The Rayl Building was built in 1915, for the T.B. Rayl Co.'s hardware store. Later the building was occupied by furriers, a drug store, and a jeweler. Most recently, the only tenant was a wig shop on the first floor.

Obviously we wanted to avoid tripping their burglar alarm, so we naturally utilized the fire escape to get to the upper floors first. In this case it was hanging down far enough to where a determined jump would allow you to grab and lower it for your own luxurious use—much more enjoyable than the extravagant feat of acrobatics necessary to access, say, the Farwell Building's fire escape.

Here is a tasty compressed view of the Elliott Building across the street, and the Bamlet Building over in Capitol Park, both of which we had been in before... well as a closeup of the lionheads on the Valpey Building. There were quite a few nice refreshing views of architectural details here previously unavailable to us.

One of the things I really love getting out of a new rooftop is the new ways in which I can crunch the city's buildings together into one shot with a zoom lens that would be impossible otherwise. For instance, here is a shot combining the L.B. King & Co. Building, Harvard Square Centre, Police Headquarters, and that goofy Mies van der Rohe apartment tower off in the distance on the lower east side:

You would never be able to duplicate this view of the city or this combination of buildings anywhere except in that precise spot where I was standing when I took that shot. Moreover, the Greektown Casino Hotel now blocks that view.

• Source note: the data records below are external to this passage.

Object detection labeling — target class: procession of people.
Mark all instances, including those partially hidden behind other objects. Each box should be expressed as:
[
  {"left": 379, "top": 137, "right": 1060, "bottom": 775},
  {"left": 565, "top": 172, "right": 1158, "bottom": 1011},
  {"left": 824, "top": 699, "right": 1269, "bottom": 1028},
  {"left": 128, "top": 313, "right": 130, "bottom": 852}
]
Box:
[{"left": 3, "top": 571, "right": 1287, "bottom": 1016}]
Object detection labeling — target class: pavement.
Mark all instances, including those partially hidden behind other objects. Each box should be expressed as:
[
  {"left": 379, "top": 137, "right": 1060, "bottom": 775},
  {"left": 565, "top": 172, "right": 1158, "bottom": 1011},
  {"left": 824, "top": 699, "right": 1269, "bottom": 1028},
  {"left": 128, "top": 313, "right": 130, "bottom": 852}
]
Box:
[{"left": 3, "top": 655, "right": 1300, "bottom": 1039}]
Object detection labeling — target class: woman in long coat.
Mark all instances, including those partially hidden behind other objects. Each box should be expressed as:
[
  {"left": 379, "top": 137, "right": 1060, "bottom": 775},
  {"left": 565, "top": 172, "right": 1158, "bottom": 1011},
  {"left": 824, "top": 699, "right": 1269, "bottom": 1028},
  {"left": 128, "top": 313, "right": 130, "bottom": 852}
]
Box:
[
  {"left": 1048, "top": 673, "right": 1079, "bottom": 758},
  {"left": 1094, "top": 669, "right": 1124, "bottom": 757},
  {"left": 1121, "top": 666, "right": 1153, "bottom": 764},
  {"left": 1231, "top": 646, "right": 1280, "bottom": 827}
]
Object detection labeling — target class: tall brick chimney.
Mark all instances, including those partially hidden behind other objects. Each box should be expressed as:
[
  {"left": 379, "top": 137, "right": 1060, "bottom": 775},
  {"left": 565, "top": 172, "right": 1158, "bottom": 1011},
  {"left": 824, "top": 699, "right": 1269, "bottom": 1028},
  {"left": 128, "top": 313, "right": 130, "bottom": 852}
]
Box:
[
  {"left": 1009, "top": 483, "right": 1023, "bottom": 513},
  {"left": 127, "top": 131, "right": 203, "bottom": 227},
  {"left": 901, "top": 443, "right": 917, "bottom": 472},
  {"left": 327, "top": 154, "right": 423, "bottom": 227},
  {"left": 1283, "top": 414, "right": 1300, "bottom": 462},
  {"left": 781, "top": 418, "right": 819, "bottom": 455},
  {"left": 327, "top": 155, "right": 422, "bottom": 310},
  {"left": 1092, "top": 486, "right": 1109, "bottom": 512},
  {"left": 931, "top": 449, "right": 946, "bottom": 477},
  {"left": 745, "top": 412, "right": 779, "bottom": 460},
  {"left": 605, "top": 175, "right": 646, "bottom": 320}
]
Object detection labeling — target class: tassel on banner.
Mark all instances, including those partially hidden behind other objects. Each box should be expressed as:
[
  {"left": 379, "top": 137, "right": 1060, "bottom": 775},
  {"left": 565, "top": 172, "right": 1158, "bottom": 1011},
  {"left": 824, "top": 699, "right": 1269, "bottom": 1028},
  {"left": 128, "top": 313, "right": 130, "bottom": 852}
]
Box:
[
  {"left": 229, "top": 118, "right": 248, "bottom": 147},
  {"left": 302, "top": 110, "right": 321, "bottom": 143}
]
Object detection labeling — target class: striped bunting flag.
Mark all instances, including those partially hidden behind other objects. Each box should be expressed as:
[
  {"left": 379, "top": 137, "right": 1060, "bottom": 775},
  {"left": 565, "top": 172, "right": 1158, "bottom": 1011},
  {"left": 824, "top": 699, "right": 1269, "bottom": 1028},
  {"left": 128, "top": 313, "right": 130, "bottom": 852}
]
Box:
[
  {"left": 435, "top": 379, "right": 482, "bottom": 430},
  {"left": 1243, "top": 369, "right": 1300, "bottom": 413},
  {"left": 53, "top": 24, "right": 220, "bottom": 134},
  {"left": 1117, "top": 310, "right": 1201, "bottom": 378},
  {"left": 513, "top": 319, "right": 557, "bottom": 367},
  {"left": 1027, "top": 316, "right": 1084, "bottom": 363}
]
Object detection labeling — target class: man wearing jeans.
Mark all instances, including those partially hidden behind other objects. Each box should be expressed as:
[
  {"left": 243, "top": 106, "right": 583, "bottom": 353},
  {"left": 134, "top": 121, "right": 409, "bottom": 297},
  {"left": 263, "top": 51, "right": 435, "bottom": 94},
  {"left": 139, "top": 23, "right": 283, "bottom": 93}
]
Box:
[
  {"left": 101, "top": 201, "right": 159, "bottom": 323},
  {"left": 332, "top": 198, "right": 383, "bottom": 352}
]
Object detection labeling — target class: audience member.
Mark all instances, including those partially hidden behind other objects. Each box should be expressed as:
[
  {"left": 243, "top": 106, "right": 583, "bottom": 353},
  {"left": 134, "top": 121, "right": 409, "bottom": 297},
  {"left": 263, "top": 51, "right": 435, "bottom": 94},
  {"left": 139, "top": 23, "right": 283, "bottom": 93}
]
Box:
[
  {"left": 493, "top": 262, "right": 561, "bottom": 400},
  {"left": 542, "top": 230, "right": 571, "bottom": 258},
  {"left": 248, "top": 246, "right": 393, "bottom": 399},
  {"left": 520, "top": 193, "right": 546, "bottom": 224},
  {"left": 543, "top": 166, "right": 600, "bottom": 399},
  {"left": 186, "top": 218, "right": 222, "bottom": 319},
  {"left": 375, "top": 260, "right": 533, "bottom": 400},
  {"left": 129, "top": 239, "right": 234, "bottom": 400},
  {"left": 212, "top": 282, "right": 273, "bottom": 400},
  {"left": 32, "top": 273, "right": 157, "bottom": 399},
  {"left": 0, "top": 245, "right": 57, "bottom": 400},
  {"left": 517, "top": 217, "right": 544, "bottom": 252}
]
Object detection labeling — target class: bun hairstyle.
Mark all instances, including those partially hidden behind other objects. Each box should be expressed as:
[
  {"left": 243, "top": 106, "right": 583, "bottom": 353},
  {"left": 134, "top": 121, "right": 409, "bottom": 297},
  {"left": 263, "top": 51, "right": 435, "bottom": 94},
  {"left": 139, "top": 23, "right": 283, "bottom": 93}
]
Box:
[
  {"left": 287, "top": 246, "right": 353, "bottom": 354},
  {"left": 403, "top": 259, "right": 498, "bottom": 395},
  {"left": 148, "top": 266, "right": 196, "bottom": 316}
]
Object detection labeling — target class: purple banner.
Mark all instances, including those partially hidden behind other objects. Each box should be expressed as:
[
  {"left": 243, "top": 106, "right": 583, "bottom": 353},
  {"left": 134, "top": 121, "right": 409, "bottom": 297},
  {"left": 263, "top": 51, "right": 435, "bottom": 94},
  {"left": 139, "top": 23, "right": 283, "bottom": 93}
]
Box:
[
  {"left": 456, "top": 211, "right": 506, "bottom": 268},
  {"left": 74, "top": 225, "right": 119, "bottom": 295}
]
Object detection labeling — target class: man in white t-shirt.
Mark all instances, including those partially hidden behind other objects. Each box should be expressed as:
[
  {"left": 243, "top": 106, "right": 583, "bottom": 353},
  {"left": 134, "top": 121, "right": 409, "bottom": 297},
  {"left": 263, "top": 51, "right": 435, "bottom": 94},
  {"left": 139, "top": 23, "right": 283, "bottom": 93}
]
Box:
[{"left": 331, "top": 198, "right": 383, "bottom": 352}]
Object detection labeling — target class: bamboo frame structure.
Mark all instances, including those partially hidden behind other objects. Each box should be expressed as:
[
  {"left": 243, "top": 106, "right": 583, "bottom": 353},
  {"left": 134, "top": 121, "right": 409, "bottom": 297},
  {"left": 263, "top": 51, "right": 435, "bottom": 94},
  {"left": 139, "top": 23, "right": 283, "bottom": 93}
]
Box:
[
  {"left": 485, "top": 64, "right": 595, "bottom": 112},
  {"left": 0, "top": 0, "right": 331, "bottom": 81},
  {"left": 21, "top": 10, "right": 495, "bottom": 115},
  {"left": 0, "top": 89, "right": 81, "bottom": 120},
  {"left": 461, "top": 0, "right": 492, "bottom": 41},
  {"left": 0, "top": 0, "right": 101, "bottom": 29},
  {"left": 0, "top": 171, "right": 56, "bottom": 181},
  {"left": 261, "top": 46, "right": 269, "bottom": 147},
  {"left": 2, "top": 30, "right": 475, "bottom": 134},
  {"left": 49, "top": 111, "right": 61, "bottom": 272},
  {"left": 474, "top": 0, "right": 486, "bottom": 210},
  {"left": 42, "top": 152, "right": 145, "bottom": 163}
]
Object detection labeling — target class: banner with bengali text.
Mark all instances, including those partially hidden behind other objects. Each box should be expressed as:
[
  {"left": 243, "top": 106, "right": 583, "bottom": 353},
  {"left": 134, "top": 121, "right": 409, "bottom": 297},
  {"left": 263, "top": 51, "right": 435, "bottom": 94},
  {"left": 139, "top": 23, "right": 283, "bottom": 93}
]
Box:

More overlooked buildings of Bricktown, and some modern ones near Campus Martius:


The now-demolished Brewster-Douglass Towers looming over Comerica Park:

We also had a nice view of some of our next targets, the Fowler and Traver Buildings:

Of course because of the cold outside, the steam outlet behind the building blotted out much of the rest of our views:

The Broderick Tower, Wurlitzer Building, and Metropolitan Building, the taller members of the "Skyscraper Graveyard," still reared their ugly heads above the downtown steam however:

The unique red terra cotta was well-worth ogling:

Needless to say our first visit was during the daytime, and it was the second visit during the night hours that resulted in our accidentally tripping the motion detector in the wig shop. I suppose I could post my photo of John garishly festooned in the blonde woman's wig, seconds before that fateful moment wherein the deafening alarm was tripped, and the ensuing scramble that followed as we tried to abandon ship before the police arrived. But but I am not that evil, heheh.